Kelley continues to contend that Wade and Engel’s arrests were politically motivated rather than being based on “genuine safety concerns,” according to the Oct. 10 filing. But in his August ruling, Mace made it clear the trial would steer clear of the campus politics surrounding the conflict in the Middle East.
“The only question before the Court is whether Defendants broke New Hampshire law when they refused to leave a tent they occupied on private property,” Mace wrote in an Aug. 2 order. “The Court is wholly uninterested in why Defendants were where they were when arrested.”
Monday’s arguments are expected to focus in large part on how the Dartmouth student handbook and state law regarding criminal trespass should be interpreted.
The student handbook outlines rules for Dartmouth students and the steps that should be taken if issues arise.
The document essentially serves as a contract between the students and the college.
Dartmouth’s lawyers argue that nothing in the handbook forfeits the college’s right to call the police if students are breaking the law, according to an Oct. 16 filing.
Since the August ruling, Kelley has continued to argue that the mindset and internal deliberations of the college are relevant to the arrests. At a Lebanon District Court hearing on Thursday, Kelley said her clients’ politics “incited” Beilock — based on the college’s politics — to call police and request that the students be arrested .
On Friday, Mace ruled that Dartmouth must produce any documents that show “the College’s internal deliberations leading up to Defendants’ arrests,” from a period of eight days last October, from when student activists first put up their tents until Wade and Engel were arrested.
But that doesn’t mean those documents will be made public.
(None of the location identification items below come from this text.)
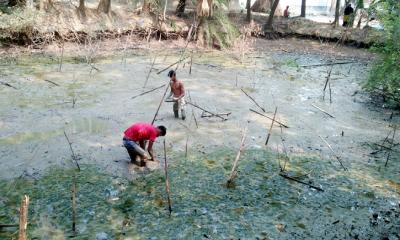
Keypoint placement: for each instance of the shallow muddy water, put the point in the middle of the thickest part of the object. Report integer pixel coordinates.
(95, 107)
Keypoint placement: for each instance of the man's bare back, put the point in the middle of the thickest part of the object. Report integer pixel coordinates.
(177, 88)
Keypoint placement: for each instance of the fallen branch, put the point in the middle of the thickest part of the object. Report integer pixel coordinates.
(283, 125)
(8, 85)
(330, 115)
(180, 60)
(391, 145)
(299, 181)
(167, 179)
(334, 153)
(191, 63)
(159, 106)
(193, 115)
(252, 99)
(73, 205)
(152, 90)
(203, 115)
(23, 218)
(327, 64)
(8, 225)
(270, 128)
(74, 157)
(56, 84)
(148, 75)
(233, 173)
(213, 114)
(328, 77)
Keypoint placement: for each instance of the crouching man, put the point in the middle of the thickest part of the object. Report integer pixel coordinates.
(136, 137)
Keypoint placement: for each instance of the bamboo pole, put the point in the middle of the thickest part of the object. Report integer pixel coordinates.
(152, 90)
(233, 173)
(23, 218)
(299, 181)
(270, 128)
(322, 110)
(391, 145)
(328, 77)
(148, 74)
(167, 179)
(213, 114)
(73, 203)
(173, 64)
(253, 100)
(283, 125)
(74, 157)
(159, 106)
(334, 153)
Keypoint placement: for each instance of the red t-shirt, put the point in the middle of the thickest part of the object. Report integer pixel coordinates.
(141, 132)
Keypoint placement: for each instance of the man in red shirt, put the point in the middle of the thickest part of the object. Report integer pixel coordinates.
(135, 138)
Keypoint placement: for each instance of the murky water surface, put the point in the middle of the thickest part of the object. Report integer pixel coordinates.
(122, 202)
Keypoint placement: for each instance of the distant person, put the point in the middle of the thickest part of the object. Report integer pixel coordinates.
(286, 13)
(348, 11)
(135, 138)
(177, 95)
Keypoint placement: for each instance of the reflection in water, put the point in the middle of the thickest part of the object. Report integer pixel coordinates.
(87, 125)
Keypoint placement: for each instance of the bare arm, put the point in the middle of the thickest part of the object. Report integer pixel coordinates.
(150, 150)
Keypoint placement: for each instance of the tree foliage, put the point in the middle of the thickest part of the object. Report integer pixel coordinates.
(384, 77)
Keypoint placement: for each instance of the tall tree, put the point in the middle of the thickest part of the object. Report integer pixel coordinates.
(104, 6)
(268, 25)
(180, 9)
(248, 17)
(337, 11)
(81, 9)
(146, 6)
(303, 8)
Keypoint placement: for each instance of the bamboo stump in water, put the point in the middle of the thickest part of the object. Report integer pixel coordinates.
(23, 218)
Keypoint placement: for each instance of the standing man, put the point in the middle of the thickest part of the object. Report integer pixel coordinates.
(135, 138)
(286, 13)
(348, 11)
(177, 94)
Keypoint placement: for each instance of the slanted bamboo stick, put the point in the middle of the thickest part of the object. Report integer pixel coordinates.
(159, 106)
(334, 153)
(322, 110)
(283, 125)
(74, 157)
(270, 128)
(299, 181)
(152, 90)
(252, 99)
(23, 218)
(213, 114)
(391, 145)
(233, 173)
(73, 205)
(167, 190)
(148, 74)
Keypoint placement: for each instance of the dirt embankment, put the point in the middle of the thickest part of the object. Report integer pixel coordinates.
(64, 22)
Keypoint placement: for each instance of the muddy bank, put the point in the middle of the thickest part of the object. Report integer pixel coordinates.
(65, 24)
(95, 105)
(357, 204)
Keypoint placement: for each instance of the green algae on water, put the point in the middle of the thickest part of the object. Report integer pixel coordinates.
(261, 205)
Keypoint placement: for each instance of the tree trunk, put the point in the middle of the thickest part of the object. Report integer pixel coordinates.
(248, 3)
(337, 11)
(146, 6)
(104, 6)
(81, 9)
(268, 25)
(180, 9)
(303, 8)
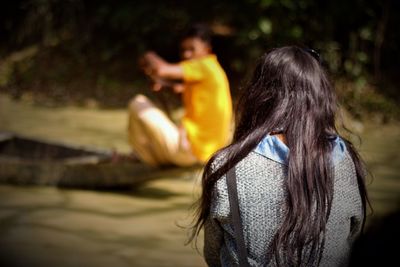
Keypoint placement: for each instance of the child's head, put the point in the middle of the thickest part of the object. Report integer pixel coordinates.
(196, 42)
(289, 89)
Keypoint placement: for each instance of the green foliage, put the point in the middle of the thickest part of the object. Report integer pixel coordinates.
(97, 43)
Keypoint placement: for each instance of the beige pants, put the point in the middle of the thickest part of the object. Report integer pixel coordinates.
(155, 138)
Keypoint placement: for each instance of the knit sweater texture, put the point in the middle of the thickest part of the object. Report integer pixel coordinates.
(261, 196)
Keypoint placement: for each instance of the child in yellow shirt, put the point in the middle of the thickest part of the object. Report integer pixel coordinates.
(206, 124)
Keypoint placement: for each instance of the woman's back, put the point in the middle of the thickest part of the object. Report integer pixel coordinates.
(260, 178)
(302, 202)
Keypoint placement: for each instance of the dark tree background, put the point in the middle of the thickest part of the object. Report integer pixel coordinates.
(71, 51)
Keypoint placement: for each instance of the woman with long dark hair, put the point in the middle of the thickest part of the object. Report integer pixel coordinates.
(300, 186)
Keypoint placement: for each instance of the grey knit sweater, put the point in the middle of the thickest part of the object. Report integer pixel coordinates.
(260, 178)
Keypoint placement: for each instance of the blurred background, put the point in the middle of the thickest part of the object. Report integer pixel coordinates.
(68, 69)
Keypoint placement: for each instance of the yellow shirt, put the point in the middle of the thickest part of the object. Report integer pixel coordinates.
(208, 106)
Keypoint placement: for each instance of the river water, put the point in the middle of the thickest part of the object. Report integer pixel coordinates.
(142, 226)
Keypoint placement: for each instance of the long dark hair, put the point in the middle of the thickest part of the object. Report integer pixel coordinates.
(289, 93)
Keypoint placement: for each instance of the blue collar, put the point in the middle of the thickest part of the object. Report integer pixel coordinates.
(273, 148)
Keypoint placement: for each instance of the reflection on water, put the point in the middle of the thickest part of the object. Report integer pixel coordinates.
(47, 226)
(56, 227)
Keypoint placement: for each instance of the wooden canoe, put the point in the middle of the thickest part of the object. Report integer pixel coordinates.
(27, 161)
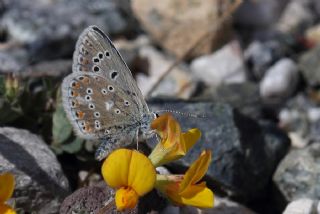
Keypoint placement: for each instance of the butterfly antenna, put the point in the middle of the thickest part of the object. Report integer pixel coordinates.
(183, 113)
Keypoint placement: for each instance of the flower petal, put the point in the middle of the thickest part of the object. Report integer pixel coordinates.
(142, 175)
(115, 168)
(5, 209)
(174, 144)
(6, 186)
(129, 168)
(196, 171)
(191, 137)
(196, 195)
(126, 198)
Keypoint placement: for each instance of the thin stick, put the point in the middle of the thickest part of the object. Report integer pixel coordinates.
(220, 21)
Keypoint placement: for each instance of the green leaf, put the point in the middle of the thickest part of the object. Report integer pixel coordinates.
(8, 113)
(61, 129)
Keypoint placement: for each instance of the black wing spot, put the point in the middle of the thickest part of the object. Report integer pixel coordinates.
(114, 75)
(96, 69)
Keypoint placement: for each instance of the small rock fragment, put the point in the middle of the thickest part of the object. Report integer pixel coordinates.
(280, 81)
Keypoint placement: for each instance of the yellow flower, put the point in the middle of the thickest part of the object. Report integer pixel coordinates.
(131, 173)
(184, 190)
(6, 189)
(174, 144)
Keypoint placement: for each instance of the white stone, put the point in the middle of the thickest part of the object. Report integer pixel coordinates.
(280, 80)
(301, 206)
(224, 66)
(295, 14)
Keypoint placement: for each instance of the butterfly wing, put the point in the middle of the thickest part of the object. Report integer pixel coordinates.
(101, 97)
(97, 107)
(95, 53)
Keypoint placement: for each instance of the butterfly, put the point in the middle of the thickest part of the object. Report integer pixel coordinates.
(100, 96)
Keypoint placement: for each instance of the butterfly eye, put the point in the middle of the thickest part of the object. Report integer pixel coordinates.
(97, 114)
(96, 68)
(114, 75)
(100, 55)
(98, 126)
(107, 53)
(104, 91)
(126, 103)
(95, 60)
(91, 106)
(110, 88)
(117, 111)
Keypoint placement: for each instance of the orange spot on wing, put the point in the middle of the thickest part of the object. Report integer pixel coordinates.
(80, 114)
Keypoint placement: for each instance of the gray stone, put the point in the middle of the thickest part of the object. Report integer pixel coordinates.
(244, 97)
(296, 16)
(300, 118)
(298, 174)
(309, 65)
(40, 183)
(226, 206)
(260, 55)
(302, 206)
(169, 23)
(44, 27)
(224, 66)
(280, 81)
(259, 13)
(8, 64)
(243, 151)
(90, 200)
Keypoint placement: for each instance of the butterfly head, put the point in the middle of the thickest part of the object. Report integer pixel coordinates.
(145, 129)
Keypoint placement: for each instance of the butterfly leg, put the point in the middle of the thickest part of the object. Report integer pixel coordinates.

Mace ruled that the documents will remain confidential unless they are admitted into evidence.
In a series of motions since August, Kelley and attorney Bill Glahn of McLane Middleton have debated the scope of the documents to be provided. Each attorney presented their case at Thursday’s hearing in Lebanon District Court.
Initially, Kelley filed two subpoenas requesting that Beilock and Dartmouth College present any documentation of the college’s “position on or response to the Israel-Palestine genocide and/or protests regarding the same,” including communications about or with “donors, alumni, or prosecutors, law enforcement and agents thereof.”
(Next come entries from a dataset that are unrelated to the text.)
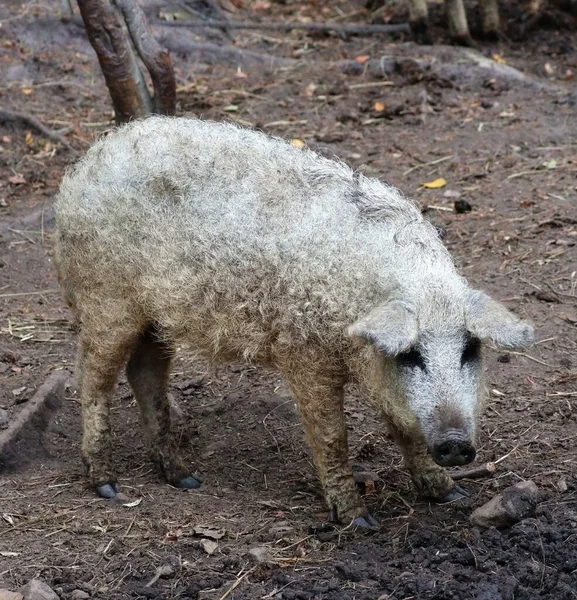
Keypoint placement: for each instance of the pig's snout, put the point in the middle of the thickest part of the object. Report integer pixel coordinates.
(453, 452)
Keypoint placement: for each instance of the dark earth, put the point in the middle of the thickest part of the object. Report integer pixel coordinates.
(503, 137)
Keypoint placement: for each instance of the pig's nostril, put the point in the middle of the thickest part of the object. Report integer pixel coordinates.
(445, 449)
(453, 453)
(468, 453)
(442, 452)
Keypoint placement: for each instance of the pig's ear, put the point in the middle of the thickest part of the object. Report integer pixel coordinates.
(488, 319)
(391, 328)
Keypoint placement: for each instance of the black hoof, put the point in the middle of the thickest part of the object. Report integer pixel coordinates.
(108, 490)
(189, 483)
(420, 32)
(456, 493)
(366, 522)
(464, 40)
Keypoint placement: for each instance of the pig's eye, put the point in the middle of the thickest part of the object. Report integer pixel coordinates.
(412, 359)
(471, 352)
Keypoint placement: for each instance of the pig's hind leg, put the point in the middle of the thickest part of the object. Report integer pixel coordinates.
(147, 372)
(103, 350)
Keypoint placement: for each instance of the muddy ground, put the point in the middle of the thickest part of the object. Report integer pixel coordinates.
(504, 142)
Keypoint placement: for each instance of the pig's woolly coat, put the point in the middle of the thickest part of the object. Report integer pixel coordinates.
(241, 244)
(244, 247)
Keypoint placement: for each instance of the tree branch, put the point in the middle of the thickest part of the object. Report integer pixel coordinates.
(124, 79)
(327, 27)
(155, 58)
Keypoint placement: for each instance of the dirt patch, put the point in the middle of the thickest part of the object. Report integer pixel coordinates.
(506, 147)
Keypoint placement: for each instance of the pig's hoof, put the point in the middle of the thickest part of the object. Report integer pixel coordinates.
(189, 483)
(366, 522)
(108, 490)
(457, 493)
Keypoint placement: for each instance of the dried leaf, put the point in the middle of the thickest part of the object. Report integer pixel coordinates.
(310, 90)
(207, 531)
(370, 487)
(209, 546)
(8, 518)
(173, 535)
(133, 503)
(435, 184)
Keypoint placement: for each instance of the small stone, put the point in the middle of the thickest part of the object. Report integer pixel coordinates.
(260, 554)
(514, 504)
(6, 595)
(462, 206)
(36, 589)
(209, 546)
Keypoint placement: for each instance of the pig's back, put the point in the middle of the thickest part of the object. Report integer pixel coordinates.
(203, 220)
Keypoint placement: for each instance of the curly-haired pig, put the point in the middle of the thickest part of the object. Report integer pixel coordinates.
(174, 230)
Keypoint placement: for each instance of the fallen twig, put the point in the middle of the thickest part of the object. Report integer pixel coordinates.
(328, 27)
(213, 53)
(11, 116)
(475, 472)
(237, 583)
(428, 164)
(539, 362)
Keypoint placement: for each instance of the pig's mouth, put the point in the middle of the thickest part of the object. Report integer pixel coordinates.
(453, 452)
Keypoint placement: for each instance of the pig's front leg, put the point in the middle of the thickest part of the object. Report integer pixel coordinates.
(320, 402)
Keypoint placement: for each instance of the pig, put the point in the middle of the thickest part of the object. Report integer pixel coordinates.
(249, 249)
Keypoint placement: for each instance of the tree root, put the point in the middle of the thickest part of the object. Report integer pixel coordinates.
(9, 116)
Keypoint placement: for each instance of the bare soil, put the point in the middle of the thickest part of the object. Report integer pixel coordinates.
(506, 145)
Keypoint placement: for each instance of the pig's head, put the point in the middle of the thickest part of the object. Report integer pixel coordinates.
(431, 365)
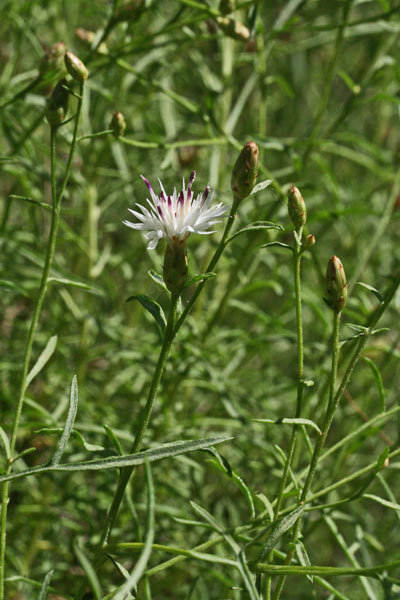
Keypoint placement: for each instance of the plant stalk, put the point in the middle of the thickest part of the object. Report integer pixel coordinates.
(51, 244)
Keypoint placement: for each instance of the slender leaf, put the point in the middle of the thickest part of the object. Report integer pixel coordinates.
(201, 277)
(279, 245)
(43, 359)
(141, 564)
(12, 286)
(284, 525)
(129, 460)
(256, 226)
(158, 279)
(45, 586)
(152, 307)
(303, 557)
(284, 421)
(6, 443)
(379, 382)
(89, 570)
(69, 423)
(382, 501)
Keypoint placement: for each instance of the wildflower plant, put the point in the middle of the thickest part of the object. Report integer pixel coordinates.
(233, 432)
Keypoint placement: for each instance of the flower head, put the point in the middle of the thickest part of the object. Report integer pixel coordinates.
(176, 216)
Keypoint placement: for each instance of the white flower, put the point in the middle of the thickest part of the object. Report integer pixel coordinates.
(176, 216)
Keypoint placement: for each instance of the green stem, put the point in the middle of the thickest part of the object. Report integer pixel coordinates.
(300, 387)
(126, 473)
(51, 244)
(334, 400)
(327, 571)
(210, 267)
(39, 303)
(319, 445)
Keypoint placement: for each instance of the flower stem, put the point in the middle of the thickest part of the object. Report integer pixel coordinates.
(173, 326)
(51, 244)
(300, 387)
(320, 442)
(126, 472)
(210, 267)
(28, 351)
(334, 400)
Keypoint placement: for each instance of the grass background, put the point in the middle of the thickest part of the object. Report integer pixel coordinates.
(317, 87)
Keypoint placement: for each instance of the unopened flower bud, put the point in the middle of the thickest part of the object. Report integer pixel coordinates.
(57, 104)
(118, 124)
(52, 60)
(296, 207)
(75, 67)
(245, 171)
(233, 29)
(336, 285)
(175, 269)
(226, 6)
(309, 241)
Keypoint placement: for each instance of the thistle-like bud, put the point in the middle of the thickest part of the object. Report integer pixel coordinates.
(175, 269)
(233, 29)
(309, 241)
(336, 285)
(245, 171)
(57, 104)
(118, 124)
(52, 59)
(226, 6)
(296, 207)
(75, 67)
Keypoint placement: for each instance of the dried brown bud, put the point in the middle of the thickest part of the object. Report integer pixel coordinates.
(75, 67)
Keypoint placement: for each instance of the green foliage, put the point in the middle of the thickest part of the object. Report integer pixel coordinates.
(316, 86)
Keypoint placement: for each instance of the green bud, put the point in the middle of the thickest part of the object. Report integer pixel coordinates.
(52, 59)
(296, 207)
(245, 171)
(57, 104)
(75, 67)
(118, 124)
(226, 6)
(309, 241)
(336, 285)
(233, 29)
(175, 270)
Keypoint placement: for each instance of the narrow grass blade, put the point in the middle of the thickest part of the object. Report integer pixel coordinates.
(43, 359)
(45, 586)
(284, 421)
(129, 460)
(69, 423)
(141, 564)
(90, 571)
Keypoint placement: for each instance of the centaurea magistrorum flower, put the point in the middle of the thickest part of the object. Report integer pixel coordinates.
(176, 216)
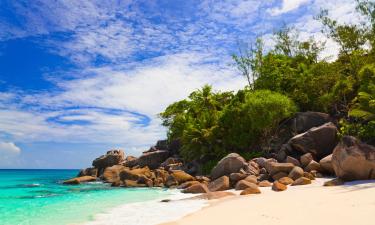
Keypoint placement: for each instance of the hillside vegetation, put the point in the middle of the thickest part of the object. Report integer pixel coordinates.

In Sept. 30 filing, Glahn argued the requests overreached and “potentially seek hundreds of thousands of documents on matters that have no relevance to this criminal trespass case” and are “broad and burdensome,” especially given that the trial is scheduled for a single day. Pastore, the prosecutor, told the court that the state argued none of the requested material is relevant to the charges.
On Friday, Mace sided with the college, deciding that only a limited number of documents needed to be turned over by the college.
The college has collected all of the required documents and is prepared to produce them before Monday’s hearing, Glahn said at Thursday’s hearing.
The cases “shall proceed to their conclusions on Monday,” Mace said in the final order.
Since Engel and Wade were charged, hundreds of other protesters have been arrested at pro-Palestinian demonstrations — some of them violent — on U.S. college campuses.
At a May 1 protest on the Dartmouth Green, 89 peaceful demonstrators, including 63 students, were arrested for criminal trespass, shortly after a small tent encampment was set up on the college green. Pastore ultimately charged 55 people with violations — one step below a misdemeanor — and opted not to file charges against the 34 others who were arrested that night.
On Wednesday, Hanover police also arrested one student and one staff member during an appearance at the college by U.S. Sen. John Fetterman, D-Penn, as part of a speaker series tied to the election.
They were each charged with a single count of disorderly conduct after they stood and held up a Palestinian flag and chanted pro-Palestinian slogans.
Hanover Police also are investigating an Oct. 16 incident where “several suspects” painted the words “Free Palestine Divest” on the side of Parkhurst Hall, the college’s main administrative building that include Beilock’s office.